Lemonade by AMD: a fast and open source local LLM server using GPU and NPU

Open-source local AI server loads 120B parameter models and handles 64K+ context windows.

Deep Dive

AMD has launched Lemonade, a fast, open-source local LLM server engineered to harness both GPU and NPU hardware for accelerated AI inference. Built by the local AI community, the lightweight 2MB C++ backend is designed for practical workflows, offering a one-minute install and automatic hardware configuration. It supports running multiple large models simultaneously—including 120B+ parameter ones like GPT-OSS-120B—and can utilize up to 128GB of unified RAM. The server is fully compatible with the OpenAI API standard, allowing it to work out-of-the-box with hundreds of existing applications like Open WebUI, n8n, and GitHub Copilot.

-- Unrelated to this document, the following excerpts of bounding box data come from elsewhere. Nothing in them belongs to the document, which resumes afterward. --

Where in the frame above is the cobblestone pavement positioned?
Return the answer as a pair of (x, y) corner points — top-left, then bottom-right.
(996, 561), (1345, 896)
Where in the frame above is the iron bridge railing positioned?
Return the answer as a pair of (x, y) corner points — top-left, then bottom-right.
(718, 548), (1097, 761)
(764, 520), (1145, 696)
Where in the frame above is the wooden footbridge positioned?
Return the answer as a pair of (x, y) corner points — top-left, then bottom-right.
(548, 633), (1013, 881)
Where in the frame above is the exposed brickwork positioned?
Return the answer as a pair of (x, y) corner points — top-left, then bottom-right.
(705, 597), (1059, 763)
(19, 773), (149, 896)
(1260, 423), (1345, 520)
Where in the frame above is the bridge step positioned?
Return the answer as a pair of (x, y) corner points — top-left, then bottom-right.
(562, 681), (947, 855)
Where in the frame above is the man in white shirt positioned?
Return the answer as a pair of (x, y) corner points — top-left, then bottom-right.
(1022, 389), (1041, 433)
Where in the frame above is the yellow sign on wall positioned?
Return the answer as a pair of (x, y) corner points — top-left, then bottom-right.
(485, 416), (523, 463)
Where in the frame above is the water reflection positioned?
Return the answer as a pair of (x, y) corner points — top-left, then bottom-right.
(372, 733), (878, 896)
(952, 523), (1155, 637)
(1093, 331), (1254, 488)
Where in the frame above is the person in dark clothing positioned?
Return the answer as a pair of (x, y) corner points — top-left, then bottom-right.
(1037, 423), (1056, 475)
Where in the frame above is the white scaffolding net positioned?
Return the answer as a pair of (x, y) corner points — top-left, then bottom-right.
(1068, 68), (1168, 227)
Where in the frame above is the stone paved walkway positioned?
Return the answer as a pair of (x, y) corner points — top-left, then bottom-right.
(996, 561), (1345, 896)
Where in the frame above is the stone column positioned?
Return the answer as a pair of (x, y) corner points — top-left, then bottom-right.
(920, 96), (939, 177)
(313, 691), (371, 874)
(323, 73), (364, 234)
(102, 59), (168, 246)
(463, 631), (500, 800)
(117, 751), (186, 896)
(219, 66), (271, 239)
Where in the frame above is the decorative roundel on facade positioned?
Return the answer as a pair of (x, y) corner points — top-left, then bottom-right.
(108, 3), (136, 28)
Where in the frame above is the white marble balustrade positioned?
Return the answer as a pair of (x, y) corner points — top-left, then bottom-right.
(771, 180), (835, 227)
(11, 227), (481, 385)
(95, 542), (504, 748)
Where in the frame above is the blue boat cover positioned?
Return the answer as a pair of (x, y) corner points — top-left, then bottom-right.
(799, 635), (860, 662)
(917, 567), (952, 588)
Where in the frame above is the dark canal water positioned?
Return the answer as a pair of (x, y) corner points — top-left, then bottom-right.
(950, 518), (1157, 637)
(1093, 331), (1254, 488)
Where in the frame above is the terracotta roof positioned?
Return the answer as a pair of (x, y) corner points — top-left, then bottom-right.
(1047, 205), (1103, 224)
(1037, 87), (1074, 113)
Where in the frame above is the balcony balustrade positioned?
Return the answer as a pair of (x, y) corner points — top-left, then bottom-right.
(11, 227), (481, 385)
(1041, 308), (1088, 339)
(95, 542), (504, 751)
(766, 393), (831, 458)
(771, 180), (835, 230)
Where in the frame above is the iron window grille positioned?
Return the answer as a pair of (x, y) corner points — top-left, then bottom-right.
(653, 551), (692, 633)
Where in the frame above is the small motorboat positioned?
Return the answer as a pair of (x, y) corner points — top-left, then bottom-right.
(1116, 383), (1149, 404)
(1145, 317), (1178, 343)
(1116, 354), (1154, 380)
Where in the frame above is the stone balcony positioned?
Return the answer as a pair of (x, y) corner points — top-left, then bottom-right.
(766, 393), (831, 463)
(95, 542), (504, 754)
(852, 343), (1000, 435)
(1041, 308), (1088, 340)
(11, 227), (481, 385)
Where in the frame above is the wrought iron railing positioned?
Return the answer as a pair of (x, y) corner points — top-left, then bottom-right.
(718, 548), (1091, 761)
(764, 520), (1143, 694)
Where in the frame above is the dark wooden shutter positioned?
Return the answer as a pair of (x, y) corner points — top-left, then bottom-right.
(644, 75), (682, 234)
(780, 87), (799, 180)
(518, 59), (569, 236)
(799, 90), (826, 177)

Lemonade provides a unified local service for every AI modality, including chat, vision, image generation, transcription, and speech synthesis through standard API endpoints. It features a built-in GUI for quickly downloading and switching models and supports advanced configurations like increasing context windows to 64K+ tokens. The platform is cross-platform, offering a consistent experience on Windows, Linux, and macOS (beta), and is built on top of leading inference engines like llama.cpp and Ryzen AI software. By making local AI free, open, fast, and private, Lemonade represents a significant step toward democratizing high-performance, on-device AI for every PC.

Key Points
  • Leverages both GPU and NPU for accelerated inference, running models 2.5x faster locally
  • Open-source 2MB C++ server supports 120B+ parameter models and 64K+ context windows
  • OpenAI API compatible, works with hundreds of apps out-of-the-box and auto-configures for hardware

Why It Matters

Democratizes high-performance, private AI by enabling anyone to run advanced models locally without cloud dependency.